Article

The Undergraduate Chair

JUNE 1966 LARRY GEIGER '66
Article
The Undergraduate Chair
JUNE 1966 LARRY GEIGER '66

IT'S the Dartmouth undergraduate who may feel the sting of the Selective Service, but it's the Dartmouth faculty who are doing something about it.

Eighty professors and instructors signed a petition calling on the College to "adopt a policy against the submission of academic grades or student's standing in class to Selective Service boards."

Under the present system, in which students are eligible for reclassification from 2-S to 1-A if they do not rank in a certain upper percentile of their class, the faculty believes it is forced "to serve as part of the administrative apparatus of the Selective Service Administration; and decisions as to grades, in which it is difficult enough to attain objectivity even without such consideration, become decisions as to who shall serve in the armed forces and who shall not."

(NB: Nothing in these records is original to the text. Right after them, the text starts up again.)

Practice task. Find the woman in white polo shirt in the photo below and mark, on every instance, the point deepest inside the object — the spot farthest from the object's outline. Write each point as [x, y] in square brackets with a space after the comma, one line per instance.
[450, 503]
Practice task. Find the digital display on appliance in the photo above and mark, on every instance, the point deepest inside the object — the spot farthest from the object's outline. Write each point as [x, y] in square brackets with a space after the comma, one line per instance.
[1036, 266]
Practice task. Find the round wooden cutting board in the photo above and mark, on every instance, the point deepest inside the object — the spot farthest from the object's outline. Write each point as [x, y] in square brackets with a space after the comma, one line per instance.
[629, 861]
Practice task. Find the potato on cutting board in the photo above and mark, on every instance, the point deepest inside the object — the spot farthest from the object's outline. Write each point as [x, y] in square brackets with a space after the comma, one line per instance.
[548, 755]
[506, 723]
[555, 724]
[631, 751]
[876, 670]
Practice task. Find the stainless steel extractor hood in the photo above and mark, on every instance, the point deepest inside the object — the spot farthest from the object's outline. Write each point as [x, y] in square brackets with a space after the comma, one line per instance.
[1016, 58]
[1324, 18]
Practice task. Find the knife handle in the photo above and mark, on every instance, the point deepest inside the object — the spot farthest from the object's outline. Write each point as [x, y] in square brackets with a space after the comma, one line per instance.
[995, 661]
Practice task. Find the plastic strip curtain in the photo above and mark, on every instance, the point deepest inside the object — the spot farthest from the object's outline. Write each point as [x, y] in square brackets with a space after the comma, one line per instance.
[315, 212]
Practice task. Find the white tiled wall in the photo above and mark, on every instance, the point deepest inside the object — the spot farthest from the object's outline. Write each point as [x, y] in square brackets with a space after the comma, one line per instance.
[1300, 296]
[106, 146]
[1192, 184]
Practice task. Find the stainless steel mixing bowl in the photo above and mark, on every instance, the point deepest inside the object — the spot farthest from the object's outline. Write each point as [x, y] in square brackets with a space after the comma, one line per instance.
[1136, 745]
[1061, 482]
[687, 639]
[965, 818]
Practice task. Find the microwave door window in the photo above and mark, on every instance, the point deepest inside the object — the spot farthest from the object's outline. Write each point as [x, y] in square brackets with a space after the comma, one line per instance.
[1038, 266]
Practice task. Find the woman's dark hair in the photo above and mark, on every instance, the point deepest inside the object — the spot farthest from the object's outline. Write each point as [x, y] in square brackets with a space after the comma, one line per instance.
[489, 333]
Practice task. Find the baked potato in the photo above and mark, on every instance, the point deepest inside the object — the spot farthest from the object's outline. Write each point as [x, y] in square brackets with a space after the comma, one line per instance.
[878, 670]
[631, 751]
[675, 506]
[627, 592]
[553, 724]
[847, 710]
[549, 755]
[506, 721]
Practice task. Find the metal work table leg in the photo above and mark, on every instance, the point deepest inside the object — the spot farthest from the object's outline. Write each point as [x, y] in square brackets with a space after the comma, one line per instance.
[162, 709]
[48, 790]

The petition asserted that student scholarship was inhibited by the added pressure on grades and ranking, so that "it changes in a basic way the character and purpose of the academic community and the personal relationships within that community."

In addition to the class-standing criteria, the Selective Service bases its reclassification judgments on the results of a 150-question selective service test. After the first of three Saturday examination dates, most Dartmouth students felt sure that their rank was unimportant. They'd make it on what one man called "that silly test."

Accustomed to a diet of essay exams, tricky short answer questions and multiple choice queries with three answers all of which are right, one just a little more right than the others, many students found the Selective Service exam the easiest thing since eighth-grade general science. A rumor that no Dartmouth student failed to pass a similar exam during the Korean War also buoyed spirits.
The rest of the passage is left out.